De oervorm van de radio in Nederland

Dit jaar mag het een eeuw geleden zijn dat Idzerda zijn eerste programma uitzond, de geschiedenis van radio in Nederland begint eigenlijk al wat eerder met de zendamateurs. Programmamaker en auteur Cor Gout legde de herinneringen vast van Nars Warren, radioliefhebber van het eerste uur.

Wanneer we het hebben over de pioniers van de radio in Nederland spreken we niet over Willem Vogt, de medeoprichter (in 1928) en directeur van de AVRO, aanvankelijk de enige grote radio-omroep in Nederland, en zelfs niet over Hanso Idzerda, die vanaf 6 november 1919 de eerste geregelde radio-uitzending-en ter wereld verzorgde, maar over de zendamateurs uit de jaren tien en begin twintig van de vorige eeuw, die zich de materiële grondslagen van het zenden en ontvangen geheel en al meester maakten.

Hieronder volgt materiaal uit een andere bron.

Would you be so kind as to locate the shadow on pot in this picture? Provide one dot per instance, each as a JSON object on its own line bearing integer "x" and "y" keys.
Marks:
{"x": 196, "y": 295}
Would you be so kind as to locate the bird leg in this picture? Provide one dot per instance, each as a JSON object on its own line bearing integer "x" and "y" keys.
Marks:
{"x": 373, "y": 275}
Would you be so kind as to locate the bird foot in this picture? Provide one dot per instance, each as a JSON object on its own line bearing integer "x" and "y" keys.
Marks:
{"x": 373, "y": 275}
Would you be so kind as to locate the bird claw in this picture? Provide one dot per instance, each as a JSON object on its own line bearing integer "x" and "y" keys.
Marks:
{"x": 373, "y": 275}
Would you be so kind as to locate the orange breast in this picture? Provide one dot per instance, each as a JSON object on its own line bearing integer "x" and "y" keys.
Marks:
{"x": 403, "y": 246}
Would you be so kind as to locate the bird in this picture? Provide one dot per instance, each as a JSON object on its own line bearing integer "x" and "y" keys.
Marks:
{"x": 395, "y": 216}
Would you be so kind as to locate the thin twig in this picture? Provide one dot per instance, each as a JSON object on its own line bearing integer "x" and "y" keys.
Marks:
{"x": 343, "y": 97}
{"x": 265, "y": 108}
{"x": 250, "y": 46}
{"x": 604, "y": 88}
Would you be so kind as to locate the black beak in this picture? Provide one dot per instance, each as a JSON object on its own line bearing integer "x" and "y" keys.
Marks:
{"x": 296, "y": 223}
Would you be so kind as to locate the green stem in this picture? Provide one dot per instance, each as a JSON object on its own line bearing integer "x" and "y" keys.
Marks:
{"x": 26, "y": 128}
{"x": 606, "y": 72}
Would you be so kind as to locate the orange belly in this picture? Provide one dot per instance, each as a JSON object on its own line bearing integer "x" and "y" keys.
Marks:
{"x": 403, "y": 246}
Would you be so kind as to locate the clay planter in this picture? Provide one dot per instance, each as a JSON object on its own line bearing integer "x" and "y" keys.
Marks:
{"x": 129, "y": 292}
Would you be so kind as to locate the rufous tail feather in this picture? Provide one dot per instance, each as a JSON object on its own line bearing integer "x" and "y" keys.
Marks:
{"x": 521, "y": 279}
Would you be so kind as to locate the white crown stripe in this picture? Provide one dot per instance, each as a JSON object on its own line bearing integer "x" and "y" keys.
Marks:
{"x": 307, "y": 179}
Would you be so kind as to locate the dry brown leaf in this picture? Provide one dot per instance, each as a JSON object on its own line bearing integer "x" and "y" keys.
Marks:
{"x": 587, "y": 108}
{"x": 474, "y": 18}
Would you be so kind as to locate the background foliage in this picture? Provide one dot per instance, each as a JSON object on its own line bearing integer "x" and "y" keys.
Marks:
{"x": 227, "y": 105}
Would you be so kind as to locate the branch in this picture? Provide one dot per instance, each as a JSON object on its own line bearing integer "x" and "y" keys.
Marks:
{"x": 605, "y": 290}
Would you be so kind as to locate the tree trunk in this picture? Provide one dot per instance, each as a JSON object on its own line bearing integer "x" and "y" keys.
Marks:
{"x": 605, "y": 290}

De radiofreaks (want dat waren ze) uit de begintijd hadden een bijbel: Het draadloos amateurstation voor ontvangst van telegrafie en telefonie door J. (Jan) Corver, eerste druk 1915. “Een handboek voor wie wil aanvangen met draadloze ontvangproeven”, zo staat er in de inleiding. Dan, op pagina 6 een tekening waarop staat aangegeven hoe men een antenne spant en op pagina 7 een afbeelding van hoe het niet moet. Verderop in het boek informatie over de kristaldetector, golflengte der zendstations en luchtverstoringen en antwoorden op de vragen: hoe vervaardig je een ontvangtoestel, en is een antenne gevaarlijk? Vrijwel aan eind het boek vinden we een weergave van het morsealfabet: geen overbodige franje aan het betoog, want aanvankelijk ging het nog om het opvangen en uitstralen van morsetekens. Op de laatste paar pagina’s treffen we advertenties van winkels aan die de radioamateurs van alles en nog wat te bieden hadden, zoals Radio Technisch Bureau Herm. Verseveldt, Hugo de Grootstraat 100, Den Haag, bij halte 3 Prins Hendrikplein.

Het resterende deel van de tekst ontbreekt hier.